4. What is not open to speculation is that we have experimentally documented the effect of mutating R104 and K125  in multiple ways on CO₂ sensitivity of Cx26 (Meigh et al 2013) including changing these residues to Cys to impart NO and redox sensitivity (Meigh et al 2015). This includes gain of function by transplanting the relevant residues into the non-CO₂ sensitive Cx31 (including extra residues to ensure the correct orientation of K125 in the mutated Cx31, Meigh et al 2013). Note also as mentioned in point 3 Cx31 has K104, showing that either K104 or R104 can support the carbamate bridging mechanism proposed. Thus the lack of CO₂ sensitivity of Cx43 is not due to K at this position. I note also that the mutations R104E or K125E give constitutively open Cx26 hemichannels (in effect engineering CO2 into the molecule via the Glu side chain, Meigh et al 2013).
5. Finally we have demonstrated the carbamylation of K125 (Brotherton et al 2020).
6. Detailed evolutionary analysis of Cx26, Cx32 and homologous proteins from fish, amphibians, reptiles shows the importance of the carbamylation motif (Dospinescu et al 2019).

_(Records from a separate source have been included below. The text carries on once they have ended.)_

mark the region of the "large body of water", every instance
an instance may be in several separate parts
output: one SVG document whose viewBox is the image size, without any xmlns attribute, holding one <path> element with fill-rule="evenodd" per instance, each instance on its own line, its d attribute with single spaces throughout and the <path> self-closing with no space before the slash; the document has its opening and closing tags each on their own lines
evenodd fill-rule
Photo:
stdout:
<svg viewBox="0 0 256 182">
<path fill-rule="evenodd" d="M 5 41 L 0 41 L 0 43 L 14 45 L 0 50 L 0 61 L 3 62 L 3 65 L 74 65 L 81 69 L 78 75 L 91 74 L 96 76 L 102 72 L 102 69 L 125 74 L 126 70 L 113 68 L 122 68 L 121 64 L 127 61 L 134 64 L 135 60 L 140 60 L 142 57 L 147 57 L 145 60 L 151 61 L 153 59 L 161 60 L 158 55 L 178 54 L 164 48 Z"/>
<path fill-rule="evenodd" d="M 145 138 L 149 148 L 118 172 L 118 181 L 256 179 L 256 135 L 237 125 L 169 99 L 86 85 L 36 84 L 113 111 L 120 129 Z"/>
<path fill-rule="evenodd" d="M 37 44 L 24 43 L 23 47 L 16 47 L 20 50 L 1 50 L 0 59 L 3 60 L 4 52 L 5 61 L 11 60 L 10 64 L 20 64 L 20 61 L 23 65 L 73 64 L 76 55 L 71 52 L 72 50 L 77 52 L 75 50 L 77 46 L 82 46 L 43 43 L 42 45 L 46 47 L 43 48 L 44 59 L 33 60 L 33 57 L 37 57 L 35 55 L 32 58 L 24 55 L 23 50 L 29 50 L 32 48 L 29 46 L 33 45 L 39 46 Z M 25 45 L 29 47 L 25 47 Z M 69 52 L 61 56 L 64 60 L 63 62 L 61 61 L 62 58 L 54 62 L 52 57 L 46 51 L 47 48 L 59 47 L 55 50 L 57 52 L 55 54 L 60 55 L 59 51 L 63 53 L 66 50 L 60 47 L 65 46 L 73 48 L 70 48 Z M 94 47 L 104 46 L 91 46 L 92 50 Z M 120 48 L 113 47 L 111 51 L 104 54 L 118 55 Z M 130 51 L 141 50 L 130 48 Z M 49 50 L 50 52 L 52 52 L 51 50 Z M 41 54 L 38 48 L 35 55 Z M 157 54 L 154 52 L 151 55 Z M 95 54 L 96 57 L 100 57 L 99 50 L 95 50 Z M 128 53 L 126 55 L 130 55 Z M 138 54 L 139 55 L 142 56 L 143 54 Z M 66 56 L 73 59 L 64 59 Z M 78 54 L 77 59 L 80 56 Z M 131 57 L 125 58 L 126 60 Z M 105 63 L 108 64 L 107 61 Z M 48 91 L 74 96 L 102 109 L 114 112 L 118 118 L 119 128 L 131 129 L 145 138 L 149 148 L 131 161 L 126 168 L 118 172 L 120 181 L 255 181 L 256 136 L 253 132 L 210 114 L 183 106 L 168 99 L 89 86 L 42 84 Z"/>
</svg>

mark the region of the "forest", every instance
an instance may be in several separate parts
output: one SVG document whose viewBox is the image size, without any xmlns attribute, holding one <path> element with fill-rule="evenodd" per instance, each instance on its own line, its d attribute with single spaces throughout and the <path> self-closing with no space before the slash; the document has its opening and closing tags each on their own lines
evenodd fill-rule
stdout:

The Abstract does not describe the proposed three types of Cx channel signalling. 

We have modified the abstract so that the three types of Cx channel signalling are described. 

 Editing of Figures may be improved.

We have changed the labelling of the figures and legends so they are consistent. 

Round 2

Reviewer 2 Report

The Author's response is fine, the MS is acceptable by now.